Four isoflavonoids were isolated from the stems of P. lobata growing in DPR of Korea using silica gel column chromatography, and identified by 1H NMR, 13C NMR, UV, infrared spectrum, and mass spectrum spectroscopy. Existence of isoflavonoids in stems could be fundamental in the search for new herbal materials.

For assay of isoflavonoid contents, a much simpler HPLC method was developed and validated. The developed method provided good separation of the homologs, and was linear, precise, stable, and repeatable. The method was verified and found to be suitable for quantifying puerarin, daidzin, genistin, and daidzein in different samples.

Roots are the most important materials for extracting puerarin, which exhibits potential preventive activity against coronary heart disease. Recently, many researchers have paid attention to the miraculous pharmacological activities of puerarin [30]. However, continuous collection of roots resulted in the exhaustion of natural sources and severe breakdown of the environment.

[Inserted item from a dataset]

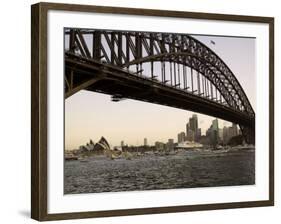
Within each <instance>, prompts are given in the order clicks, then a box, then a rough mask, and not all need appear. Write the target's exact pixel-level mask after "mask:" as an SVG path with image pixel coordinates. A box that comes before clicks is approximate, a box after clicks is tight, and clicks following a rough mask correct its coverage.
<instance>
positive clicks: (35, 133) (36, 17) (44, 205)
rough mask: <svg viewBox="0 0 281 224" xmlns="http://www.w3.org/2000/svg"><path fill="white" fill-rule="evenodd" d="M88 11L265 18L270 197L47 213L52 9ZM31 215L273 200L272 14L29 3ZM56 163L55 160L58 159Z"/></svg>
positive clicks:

Hence, it is very important to discover the dynamics of the contents of puerarin, daidzin, genistin, and daidzein in stems at different stages of development of P. lobata, to elucidate the optimal collection period.

The probability of collecting a higher amount of isoflavonoid compounds, including puerarin, daidzin, genistin, and daidzein, from the stems of one whole plant of P. lobata indicates that it could be an alternative source of preparation of isoflavonoid compounds to roots, in which the content of daidzin is much lower. The results of this study offer new ideas for comprehensive utilization of P. lobata resources with great social and economic benefits. Moreover, we have also demonstrated the dynamics of the contents of puerarin, daidzin, genistin, and daidzein in stems according to the growing period of P. lobata and elucidated the optimal collection period for it to be useful as a natural resource for manufacturing isoflavonoid compounds, including puerarin, daidzin, genistin, and daidzein.